KH. Ahmad Dahlan lahir pada 1 Agustus 1868 di
Yogykarta dan meninggal pada 23 Februari 1923 pada usia 55 tahun. Nama kecilnya
adalah Muhammad Darwisy. Beliau adalah putera keempat dari tujuh bersaudara
dari keluarga K.H. Abu Bakar. KH Abu Bakar adalah
seorang ulama dan khatib terkemuka di Masjid Besar Kasultanan Yogyakarta pada
masa itu, dan ibu dari K.H. Ahmad Dahlan adalah puteri dari H. Ibrahim yang
juga menjabat penghulu Kesultanan Ngayogyakarta Hadiningrat.

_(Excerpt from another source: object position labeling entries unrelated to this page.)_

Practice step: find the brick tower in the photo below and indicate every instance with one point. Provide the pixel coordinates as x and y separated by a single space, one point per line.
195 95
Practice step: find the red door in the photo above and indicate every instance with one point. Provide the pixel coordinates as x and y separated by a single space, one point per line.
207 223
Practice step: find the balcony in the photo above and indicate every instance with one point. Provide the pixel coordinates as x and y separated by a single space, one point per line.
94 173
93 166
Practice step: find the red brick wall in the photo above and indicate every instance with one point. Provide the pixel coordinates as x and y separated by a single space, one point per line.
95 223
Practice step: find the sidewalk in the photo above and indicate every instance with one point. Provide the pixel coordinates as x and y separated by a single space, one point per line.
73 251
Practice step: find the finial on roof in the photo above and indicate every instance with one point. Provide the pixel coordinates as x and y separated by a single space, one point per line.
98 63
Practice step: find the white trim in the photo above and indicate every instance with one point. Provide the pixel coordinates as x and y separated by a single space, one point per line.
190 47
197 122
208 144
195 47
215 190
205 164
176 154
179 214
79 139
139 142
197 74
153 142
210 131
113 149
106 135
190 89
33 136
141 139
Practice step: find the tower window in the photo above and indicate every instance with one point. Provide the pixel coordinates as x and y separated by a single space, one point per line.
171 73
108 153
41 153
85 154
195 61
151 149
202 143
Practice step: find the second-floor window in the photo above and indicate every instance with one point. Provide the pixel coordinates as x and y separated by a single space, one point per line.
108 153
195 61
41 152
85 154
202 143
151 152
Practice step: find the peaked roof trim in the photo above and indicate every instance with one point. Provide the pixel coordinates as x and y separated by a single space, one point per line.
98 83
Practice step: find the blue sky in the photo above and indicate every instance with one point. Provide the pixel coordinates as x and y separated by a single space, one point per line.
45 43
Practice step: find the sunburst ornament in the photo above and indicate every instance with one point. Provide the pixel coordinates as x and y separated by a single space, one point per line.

Ia termasuk keturunan yang kedua belas
dari Maulana Malik Ibrahim, salah seorang yang
terkemuka di antara Walisongo,
yaitu pelopor penyebar agama Islam di Jawa. Silsilahnya tersebut ialah Maulana Malik
Ibrahim, Maulana Ishaq,
Maulana 'Ainul Yaqin,
Maulana Muhammad Fadlullah (Sunan Prapen), Maulana Sulaiman Ki Ageng Gribig
(Djatinom), Demang Djurung Djuru Sapisan, Demang Djurung Djuru Kapindo, Kyai
Ilyas, Kyai Murtadla, KH. Muhammad Sulaiman, KH. Abu Bakar, dan Muhammad
Darwisy (Ahmad Dahlan).
Pada umur 15 tahun, beliau berangkat haji dan tinggal di Mekah selama lima tahun. Pada periode ini,
Ahmad Dahlan mulai berinteraksi dengan pemikiran-pemikiran pembaharu dalam
Islam, seperti Muhammad Abduh,
Al-Afghani,
Rasyid Ridha
dan Ibnu Taimiyah.
Ketika pulang kembali ke kampungnya tahun 1888,
ia berganti nama menjadi Ahmad Dahlan.
Pada tahun 1903,
beliu kembali ke Mekah dan menetap selama dua tahun. Pada masa ini, beliau
sempat berguru kepada Syeh Ahmad Khatib yang juga guru dari pendiri NU, KH. Hasyim Asyari. Pada tahun 1912,
ia mendirikan Muhammadiyah
di kampung Kauman, Yogyakarta.
Sepulang dari Mekkah, ia menikah dengan Siti Walidah,
sepupunya sendiri, anak Kyai Penghulu Haji Fadhil yang kelak dikenal dengan
Nyai Ahmad Dahlan, seorang Pahlawanan Nasional dan pendiri Aisyiyah. Dari
perkawinannya dengan Siti Walidah, KH. Ahmad Dahlan mendapat enam orang anak
yaitu Djohanah, Siradj Dahlan, Siti Busyro, Irfan Dahlan, Siti Aisyah, Siti
Zaharah. Disamping itu KH. Ahmad Dahlan pernah pula menikahi Nyai Abdullah,
janda H. Abdullah. la juga pernah menikahi Nyai Rum, adik Kyai Munawwir
Krapyak. KH. Ahmad Dahlan juga mempunyai putera dari perkawinannya dengan Nyai
Aisyah (adik Adjengan Penghulu) Cianjur yang bernama Dandanah. Ia pernah pula
menikah dengan Nyai Yasin Pakualaman Yogyakarta. KH. Ahmad Dahlan dimakamkan di
KarangKajen, Yogyakarta.
b. Hal
Menarik dari Ahmad Dahlan
Disamping aktif dalam menggulirkan gagasannya tentang
gerakan dakwah Muhammadiyah,
ia juga dikenal sebagai seorang wirausahawan yang cukup berhasil dengan
berdagang batik yang saat itu
merupakan profesi wiraswasta yang cukup baik di masyarakat.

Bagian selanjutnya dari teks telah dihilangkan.